Wales politics

Brexit 'dithering' lost Chinese investment in Carmarthenshire

MP Jonathan Edwards (centre) welcomes Longhua representatives to FieldMaster Tractors HQ Image copyright Plaid Cymru
Image caption MP Jonathan Edwards (centre) welcomes Longhua representatives to FieldMaster Tractors HQ

A Chinese company has scrapped plans to invest in Carmarthenshire due to Brexit uncertainty, MPs have been told.

Plaid Cymru MP Jonathan Edwards said that Longhua had abandoned a deal with FieldMaster Tractors in Betws, near Ammanford, which promised 40 jobs.

He blamed the UK government's "dithering" over Wales' future relationship with the EU single market.

Wales Office Minister Mr Bebb denied the charge but said he was disappointed by the news.

The Carmarthen East and Dinefwr MP raised the issue during Welsh Questions in the Commons on Wednesday.

"Last week, the owner [of FieldMaster Tractors] received notification from China that the deal was off due to uncertainty about our future trading relationship with the European Union," Mr Edwards said.

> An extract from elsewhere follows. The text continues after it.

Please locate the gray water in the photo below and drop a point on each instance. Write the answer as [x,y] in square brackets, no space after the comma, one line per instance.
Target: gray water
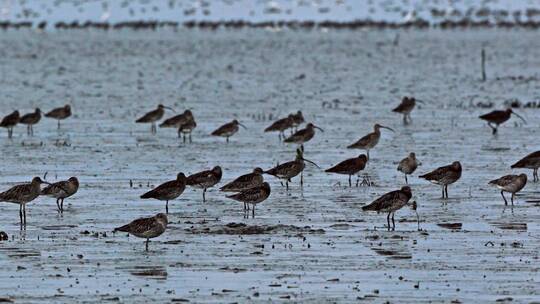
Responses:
[306,245]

"Does the minister recognise that the UK government's dithering over Wales's future relationship with the single market and the customs union is costing jobs now?"

Image copyright FieldMaster Tractors
Image caption Chris Parrott of FieldMaster Tractors reached an agreement with Longhua chairman LV Zhichun

Mr Bebb said he was "disappointed", adding: "Any loss of investment in Wales is to be regretted.

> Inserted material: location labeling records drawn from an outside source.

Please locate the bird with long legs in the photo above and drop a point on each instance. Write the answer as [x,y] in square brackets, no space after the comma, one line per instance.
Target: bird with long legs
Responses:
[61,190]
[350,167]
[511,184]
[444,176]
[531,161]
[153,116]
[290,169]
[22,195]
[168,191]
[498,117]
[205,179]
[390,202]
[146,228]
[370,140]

"He is wrong, however, to talk about dithering," the minister continued.

"We want strong trade relations with the European Union and with the rest of the world.

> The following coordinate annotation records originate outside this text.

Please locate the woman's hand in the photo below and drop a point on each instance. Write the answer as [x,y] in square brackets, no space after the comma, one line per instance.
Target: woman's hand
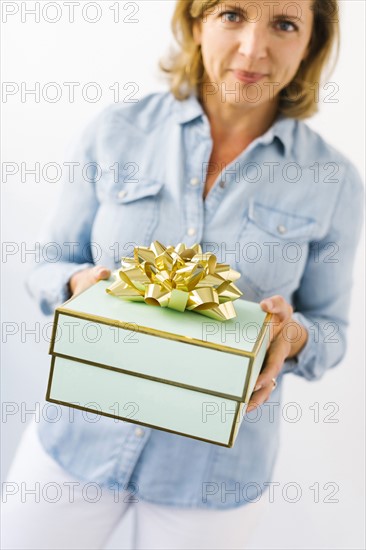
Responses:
[81,280]
[287,338]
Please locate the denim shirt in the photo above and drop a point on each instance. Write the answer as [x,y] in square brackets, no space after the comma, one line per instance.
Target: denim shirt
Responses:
[286,213]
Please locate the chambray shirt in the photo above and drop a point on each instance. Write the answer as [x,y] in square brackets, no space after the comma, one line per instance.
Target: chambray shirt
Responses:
[286,213]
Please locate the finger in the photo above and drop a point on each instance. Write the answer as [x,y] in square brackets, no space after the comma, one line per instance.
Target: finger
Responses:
[275,359]
[259,397]
[277,305]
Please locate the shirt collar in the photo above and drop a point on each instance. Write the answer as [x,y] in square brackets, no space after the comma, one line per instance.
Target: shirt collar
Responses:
[283,127]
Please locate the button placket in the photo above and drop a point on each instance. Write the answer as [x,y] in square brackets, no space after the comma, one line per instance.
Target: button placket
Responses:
[193,200]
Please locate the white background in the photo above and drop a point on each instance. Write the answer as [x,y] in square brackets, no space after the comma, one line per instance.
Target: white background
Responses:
[107,52]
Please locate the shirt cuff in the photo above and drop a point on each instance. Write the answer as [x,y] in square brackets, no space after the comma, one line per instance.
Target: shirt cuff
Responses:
[302,362]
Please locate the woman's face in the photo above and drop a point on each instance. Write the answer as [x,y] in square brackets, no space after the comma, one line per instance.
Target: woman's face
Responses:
[253,48]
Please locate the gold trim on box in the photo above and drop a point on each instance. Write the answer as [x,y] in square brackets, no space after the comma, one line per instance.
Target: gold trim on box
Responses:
[93,411]
[191,341]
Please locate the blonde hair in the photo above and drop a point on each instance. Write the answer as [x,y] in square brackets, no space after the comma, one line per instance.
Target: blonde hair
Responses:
[185,70]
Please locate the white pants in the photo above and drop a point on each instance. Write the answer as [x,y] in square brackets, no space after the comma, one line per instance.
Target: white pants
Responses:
[45,508]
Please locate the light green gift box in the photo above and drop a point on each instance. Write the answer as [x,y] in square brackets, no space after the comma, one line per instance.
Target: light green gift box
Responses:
[176,371]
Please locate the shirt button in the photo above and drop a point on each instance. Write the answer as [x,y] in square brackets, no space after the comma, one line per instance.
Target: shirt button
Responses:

"Any Chinese investor looking at the UK knows that this country is friendly to investment from all parts of the globe."

FieldMaster Tractors founder and owner Chris Parrott said he was disappointed his Chinese backers had pulled out of the project, citing uncertainty over the UK's future trading relationship with Europe.

He set up the company in 2014 after 30 years in the car industry, and had begun on a small scale assembling tractors from India.

The firm had changed its name to Longhua FieldMaster in anticipation of the deal, Mr Parrott said, which would have seen the operation expand to assembly tractors from China instead.

"You just have to pick yourself up and carry on," he told BBC Wales, saying the company had spent a "small fortune" getting Longhua on board.

"We've just got to rethink our strategy and grow organically."